No worries man, the only time a semi is gonna blow you off the road, is at high speedjust ride the outside of the lane, and you'll be ok. Like the other post said, dont brake into the corners, and use engine braking as well instead of just brakes and downshifting multiple gears, it will make your brakes last 5x longer.
Q: I‘ve taken the MSF class and everything, but don‘t have my own motorcycle yet. During the class we would only primarily be in 2nd or 1st gear the whole time, so here‘s what I don‘t understand.If I‘m in 3rd gear or so and I have a red light up ahead of me which I expect will turn green pretty soon, how do I use both the brakes and downshifting at the same time to slow down? I want to use my brakes so the brake lights turn on and the car behind me knows what I‘m doing, but at the same time, I don‘t want to just pull in the clutch and brake to a point of being too slow to be in 3rd gear to start moving again.

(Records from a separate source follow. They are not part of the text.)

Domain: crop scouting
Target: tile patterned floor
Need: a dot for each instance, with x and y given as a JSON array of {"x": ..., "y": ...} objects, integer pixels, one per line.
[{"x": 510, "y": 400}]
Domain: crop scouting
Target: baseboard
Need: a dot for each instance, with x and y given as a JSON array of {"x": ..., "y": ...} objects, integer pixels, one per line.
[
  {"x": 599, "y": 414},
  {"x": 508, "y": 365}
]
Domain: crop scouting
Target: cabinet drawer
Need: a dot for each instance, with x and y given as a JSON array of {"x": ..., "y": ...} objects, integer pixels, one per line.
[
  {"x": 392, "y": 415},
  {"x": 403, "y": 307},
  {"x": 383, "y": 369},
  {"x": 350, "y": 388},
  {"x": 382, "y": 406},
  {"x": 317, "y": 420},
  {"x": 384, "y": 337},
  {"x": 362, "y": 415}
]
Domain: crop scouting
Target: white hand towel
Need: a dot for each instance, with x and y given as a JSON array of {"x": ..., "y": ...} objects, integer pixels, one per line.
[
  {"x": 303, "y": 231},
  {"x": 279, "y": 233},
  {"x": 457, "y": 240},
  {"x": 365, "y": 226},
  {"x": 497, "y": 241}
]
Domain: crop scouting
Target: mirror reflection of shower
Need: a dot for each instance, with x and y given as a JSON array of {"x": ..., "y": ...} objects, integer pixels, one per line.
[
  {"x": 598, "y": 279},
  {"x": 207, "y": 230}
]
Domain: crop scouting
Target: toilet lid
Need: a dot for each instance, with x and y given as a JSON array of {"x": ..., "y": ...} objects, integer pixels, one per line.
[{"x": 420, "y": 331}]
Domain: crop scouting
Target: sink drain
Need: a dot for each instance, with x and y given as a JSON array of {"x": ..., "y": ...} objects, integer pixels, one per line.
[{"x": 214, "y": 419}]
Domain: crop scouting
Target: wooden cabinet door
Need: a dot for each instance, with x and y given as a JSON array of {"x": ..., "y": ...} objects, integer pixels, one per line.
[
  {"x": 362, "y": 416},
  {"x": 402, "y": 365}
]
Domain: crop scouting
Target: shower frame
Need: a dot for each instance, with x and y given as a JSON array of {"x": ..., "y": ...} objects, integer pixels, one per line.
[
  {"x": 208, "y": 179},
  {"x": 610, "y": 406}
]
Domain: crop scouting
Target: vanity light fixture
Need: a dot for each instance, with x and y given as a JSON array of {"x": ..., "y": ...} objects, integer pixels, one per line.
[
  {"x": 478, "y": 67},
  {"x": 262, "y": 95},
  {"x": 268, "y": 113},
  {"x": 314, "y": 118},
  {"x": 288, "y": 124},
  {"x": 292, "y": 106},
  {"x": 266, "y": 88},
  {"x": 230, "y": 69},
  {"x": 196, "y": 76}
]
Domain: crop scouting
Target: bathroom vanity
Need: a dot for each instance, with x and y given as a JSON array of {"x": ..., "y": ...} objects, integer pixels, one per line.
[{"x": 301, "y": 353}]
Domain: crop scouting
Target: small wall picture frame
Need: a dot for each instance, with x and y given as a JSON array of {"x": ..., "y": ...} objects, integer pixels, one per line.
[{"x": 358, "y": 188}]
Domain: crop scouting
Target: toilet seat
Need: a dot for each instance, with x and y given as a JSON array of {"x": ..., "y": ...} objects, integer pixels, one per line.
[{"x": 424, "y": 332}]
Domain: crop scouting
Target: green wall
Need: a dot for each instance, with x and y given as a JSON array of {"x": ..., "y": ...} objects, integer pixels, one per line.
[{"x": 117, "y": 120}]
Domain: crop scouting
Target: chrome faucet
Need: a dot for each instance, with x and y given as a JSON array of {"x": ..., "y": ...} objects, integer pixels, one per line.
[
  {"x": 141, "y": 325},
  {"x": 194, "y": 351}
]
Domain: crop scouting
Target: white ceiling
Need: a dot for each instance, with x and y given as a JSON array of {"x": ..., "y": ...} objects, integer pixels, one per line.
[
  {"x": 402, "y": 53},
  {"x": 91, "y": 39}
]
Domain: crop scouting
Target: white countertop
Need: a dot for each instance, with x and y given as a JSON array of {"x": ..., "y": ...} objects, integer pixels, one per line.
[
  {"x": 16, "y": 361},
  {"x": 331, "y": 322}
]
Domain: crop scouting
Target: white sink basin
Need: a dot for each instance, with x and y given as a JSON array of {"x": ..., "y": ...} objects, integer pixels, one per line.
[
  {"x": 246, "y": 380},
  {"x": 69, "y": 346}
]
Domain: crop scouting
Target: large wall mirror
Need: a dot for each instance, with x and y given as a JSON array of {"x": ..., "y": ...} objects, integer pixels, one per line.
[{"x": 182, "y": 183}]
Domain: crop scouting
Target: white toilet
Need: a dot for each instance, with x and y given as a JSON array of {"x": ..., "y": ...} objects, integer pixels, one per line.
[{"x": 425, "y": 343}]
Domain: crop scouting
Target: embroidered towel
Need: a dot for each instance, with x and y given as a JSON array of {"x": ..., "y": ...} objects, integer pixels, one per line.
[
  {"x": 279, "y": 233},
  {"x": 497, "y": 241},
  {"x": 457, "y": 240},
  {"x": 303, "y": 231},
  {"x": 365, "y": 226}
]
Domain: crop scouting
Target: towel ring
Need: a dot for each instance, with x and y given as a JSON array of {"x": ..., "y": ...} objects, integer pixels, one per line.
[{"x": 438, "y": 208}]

Should I hold the back brake down while downshifting so my engine speed can match my road speed?
I'm an avid dirtbike rider, and I have to make quick stops frequently when im out there with friends. What you do, is your gonna shift down to first gear, then right after you pull the clutch back out, pull in the brake. Either brakes you use is fine. It's easy, and the MSF class will make it easier for you, too.